Given the inherent limitations of the human cognitive capacity to process large quantities of information,
concise and relevant summaries are highly sought after in order to efficiently and effectively comprehend
complex subjects.
Summarization is a computational task that condenses textual information into a concise version
by including only the most essential and relevant information. There are two main approaches to
summarization: extractive and abstractive. Extractive summarization involves selecting sentences based
on their importance, while abstractive summarization involves introducing new words or phrases in the
summary. Document summarization has been studied for over three decades by the NLP community.
However, progress in Indian language summarization has been limited due to the lack of high-quality
datasets and benchmark models, which has motivated us to work towards developing resources and
benchmarks for Indian languages. In this thesis, we have developed text summarization resources for
Indian languages in three different settings: mono-lingual, cross-lingual, and multi-lingual.
The initial focus of this thesis is on mono-lingual summarization, specifically creating a high-quality
dataset for the popular south Indian language, Telugu. We propose a pipeline that crowd-sourced
summarization data and then aggressively filtered the content via: automatic and partial expert evaluation.
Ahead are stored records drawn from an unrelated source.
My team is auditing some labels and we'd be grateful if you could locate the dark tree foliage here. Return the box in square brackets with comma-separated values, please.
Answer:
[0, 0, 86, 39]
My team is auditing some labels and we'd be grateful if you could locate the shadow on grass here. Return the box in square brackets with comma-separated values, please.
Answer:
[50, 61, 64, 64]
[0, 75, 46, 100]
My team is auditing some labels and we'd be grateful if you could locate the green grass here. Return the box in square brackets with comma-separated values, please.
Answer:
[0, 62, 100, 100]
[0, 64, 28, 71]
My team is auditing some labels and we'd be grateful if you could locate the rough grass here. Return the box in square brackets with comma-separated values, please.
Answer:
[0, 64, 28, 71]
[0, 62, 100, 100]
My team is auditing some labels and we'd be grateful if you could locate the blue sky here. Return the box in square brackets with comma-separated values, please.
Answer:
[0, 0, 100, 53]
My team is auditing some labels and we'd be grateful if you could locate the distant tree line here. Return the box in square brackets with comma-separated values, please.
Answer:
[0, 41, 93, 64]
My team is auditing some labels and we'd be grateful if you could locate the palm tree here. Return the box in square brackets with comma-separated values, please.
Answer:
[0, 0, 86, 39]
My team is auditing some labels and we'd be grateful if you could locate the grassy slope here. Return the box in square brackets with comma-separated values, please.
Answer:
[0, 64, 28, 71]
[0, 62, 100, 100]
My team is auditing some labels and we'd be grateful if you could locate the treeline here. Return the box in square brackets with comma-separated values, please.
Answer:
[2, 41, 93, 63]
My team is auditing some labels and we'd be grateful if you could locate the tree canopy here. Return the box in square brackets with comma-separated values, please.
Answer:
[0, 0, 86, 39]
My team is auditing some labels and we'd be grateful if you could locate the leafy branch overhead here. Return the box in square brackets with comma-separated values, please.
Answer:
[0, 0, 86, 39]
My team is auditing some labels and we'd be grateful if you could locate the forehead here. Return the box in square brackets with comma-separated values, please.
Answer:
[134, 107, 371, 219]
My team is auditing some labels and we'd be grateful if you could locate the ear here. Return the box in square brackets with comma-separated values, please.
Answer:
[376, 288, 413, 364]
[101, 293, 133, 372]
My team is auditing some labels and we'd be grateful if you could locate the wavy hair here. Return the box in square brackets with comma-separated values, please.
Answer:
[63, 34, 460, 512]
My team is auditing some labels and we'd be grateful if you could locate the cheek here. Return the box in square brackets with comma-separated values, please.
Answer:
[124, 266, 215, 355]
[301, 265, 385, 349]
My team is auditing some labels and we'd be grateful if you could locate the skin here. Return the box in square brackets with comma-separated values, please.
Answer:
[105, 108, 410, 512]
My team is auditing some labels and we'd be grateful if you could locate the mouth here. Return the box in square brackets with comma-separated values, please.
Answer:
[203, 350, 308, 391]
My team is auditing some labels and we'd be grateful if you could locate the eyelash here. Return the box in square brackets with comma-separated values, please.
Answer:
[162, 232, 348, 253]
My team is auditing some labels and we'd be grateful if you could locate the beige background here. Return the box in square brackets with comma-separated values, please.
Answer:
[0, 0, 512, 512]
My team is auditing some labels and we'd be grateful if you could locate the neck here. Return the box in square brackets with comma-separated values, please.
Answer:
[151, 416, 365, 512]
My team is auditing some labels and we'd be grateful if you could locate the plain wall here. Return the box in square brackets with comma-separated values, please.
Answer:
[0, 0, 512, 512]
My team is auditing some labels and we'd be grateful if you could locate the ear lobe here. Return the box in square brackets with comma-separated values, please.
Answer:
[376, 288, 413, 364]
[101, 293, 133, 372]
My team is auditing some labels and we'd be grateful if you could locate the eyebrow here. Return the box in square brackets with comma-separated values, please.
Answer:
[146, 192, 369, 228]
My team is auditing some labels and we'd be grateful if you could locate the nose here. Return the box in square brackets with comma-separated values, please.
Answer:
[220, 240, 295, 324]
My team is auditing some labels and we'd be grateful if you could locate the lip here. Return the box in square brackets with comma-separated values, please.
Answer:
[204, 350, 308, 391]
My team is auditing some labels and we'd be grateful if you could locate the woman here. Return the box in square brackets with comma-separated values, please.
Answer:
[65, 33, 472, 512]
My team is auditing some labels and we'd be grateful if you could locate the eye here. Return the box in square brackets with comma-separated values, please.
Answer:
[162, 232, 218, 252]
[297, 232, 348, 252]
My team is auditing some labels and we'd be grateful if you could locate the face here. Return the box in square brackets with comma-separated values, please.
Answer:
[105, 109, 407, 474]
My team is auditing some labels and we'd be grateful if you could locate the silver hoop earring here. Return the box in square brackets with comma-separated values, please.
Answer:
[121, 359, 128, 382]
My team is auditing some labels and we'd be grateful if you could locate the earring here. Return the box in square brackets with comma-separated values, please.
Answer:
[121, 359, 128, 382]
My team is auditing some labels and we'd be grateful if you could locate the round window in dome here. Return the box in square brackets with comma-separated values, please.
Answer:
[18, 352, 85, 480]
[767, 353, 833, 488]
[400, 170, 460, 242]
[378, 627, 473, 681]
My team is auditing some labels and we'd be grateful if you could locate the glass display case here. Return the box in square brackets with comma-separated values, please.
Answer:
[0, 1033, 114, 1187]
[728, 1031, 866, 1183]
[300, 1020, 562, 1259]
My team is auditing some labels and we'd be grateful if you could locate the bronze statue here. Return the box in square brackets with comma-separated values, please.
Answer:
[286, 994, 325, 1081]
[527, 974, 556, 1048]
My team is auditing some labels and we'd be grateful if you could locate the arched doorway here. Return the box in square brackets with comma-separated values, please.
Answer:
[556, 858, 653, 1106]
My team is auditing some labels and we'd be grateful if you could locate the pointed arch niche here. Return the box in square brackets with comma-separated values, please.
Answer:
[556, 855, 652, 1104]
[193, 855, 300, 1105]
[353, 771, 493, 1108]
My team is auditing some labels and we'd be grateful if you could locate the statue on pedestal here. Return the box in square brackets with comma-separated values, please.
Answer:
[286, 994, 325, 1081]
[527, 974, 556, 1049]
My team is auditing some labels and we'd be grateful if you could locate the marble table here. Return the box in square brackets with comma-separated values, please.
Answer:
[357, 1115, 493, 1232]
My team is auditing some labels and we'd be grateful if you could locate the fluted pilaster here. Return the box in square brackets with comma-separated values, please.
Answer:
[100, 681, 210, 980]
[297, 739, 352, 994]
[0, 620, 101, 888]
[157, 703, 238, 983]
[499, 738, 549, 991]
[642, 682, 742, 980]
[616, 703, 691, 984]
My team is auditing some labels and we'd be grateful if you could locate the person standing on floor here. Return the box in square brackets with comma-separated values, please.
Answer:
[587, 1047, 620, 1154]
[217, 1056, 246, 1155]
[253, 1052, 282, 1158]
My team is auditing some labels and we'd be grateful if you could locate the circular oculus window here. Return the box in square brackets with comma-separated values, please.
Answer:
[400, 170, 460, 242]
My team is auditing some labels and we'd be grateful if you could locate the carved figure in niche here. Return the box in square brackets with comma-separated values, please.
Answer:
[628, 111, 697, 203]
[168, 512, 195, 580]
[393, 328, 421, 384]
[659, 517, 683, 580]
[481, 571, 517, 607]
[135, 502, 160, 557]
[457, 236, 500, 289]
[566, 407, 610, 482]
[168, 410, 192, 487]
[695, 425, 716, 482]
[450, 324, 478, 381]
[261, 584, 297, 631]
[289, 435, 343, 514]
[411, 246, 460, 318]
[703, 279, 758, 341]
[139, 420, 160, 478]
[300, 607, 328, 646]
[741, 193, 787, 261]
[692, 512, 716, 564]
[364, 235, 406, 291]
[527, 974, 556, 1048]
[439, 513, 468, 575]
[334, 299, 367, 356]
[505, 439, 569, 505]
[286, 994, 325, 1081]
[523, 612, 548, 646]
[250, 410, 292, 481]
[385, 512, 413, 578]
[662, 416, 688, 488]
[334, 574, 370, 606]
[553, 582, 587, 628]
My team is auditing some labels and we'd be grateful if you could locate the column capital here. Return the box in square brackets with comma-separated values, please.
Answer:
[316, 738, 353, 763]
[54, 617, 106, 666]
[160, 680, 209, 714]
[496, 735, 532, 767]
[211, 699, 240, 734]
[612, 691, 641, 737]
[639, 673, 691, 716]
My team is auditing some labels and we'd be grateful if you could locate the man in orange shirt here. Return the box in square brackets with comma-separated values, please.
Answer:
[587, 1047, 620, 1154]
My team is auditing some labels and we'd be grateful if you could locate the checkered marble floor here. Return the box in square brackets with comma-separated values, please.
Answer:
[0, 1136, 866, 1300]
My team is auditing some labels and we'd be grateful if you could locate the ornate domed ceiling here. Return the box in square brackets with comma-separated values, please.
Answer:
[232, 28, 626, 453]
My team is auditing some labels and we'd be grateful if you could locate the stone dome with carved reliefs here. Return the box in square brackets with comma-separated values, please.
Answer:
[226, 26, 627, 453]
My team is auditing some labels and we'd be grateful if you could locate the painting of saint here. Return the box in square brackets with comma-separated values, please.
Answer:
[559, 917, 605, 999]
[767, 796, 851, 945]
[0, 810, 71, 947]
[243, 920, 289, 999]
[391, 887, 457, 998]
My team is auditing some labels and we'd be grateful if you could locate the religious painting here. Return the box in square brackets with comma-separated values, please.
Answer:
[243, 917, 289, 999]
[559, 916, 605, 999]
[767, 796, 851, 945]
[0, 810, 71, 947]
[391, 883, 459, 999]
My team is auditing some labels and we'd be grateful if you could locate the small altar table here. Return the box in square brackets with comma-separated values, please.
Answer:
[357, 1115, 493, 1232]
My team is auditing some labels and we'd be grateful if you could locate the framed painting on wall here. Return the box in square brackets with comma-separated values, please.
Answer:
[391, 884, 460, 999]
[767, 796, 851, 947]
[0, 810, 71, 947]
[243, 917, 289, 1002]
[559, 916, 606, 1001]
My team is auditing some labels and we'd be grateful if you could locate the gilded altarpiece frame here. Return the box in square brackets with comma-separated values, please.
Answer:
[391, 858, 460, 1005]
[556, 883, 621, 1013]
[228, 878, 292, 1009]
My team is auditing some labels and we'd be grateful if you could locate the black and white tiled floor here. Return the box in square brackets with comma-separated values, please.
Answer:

Using the pipeline, we create a high-quality Telugu abstractive summarization dataset (TeSum). The
dataset consists of 20,329 document-summary pairs, which were created by 347 annotators and evaluated
by 3 raters. We carefully designed annotation guidelines that consider the parameters of Relevance,
Readability, and Creativity. Additionally, we compared our dataset with existing Telugu summarization
datasets.
By training a summarization system on multiple languages, the system can learn to represent concepts
in a shared space, regardless of the language in which they are expressed. This shared representation
learning can be useful for transfer learning, as it enables the model to apply knowledge gained from
one language to another language. To achieve this, we perform the multi-lingual and cross-lingual
summarization for Indian languages. For multi-lingual summarization, we utilized the Indian Language Summarization (ILSUM) dataset
to create baselines, which includes Hindi, Gujarati, and Indian English. We test the proposed filters on
ILSUM data to perform the quality assessment. We conducted experiments with different pre-trained
sequence-to-sequence models to identify the best-performing model for each language. Our work also
involved an in-depth analysis of the impact of k-fold cross-validation when dealing with limited data.
Additionally, we performed experiments using a combination of the original and filtered versions of the
data to assess the effectiveness of the pre-trained models.
We present the PMIndiaSum, a new cross-lingual and highly parallel summarization dataset for
languages in India. The dataset covers 4 language families, 14 languages, and 196 language pairs. We
detail the approaches taken to derive this dataset, including data acquisition, cleaning, quality assurance,
and inspection. In addition, we publish benchmarks for various methodologies, such as fine-tuning
pre-trained language models and summarization-and-translation. Experimental results suggest that the
provision of multilingual data enhances cross-lingual summarization between Indian languages.
Furthermore, this thesis also delves into multi-perspective scientific document summarization. Our
objective is to develop a model that can generate a generic summary encompassing various aspects
covered by multiple reference summaries of a scientific document. We describe the different pre-trained
models used in this task, as well as the challenges encountered during the process.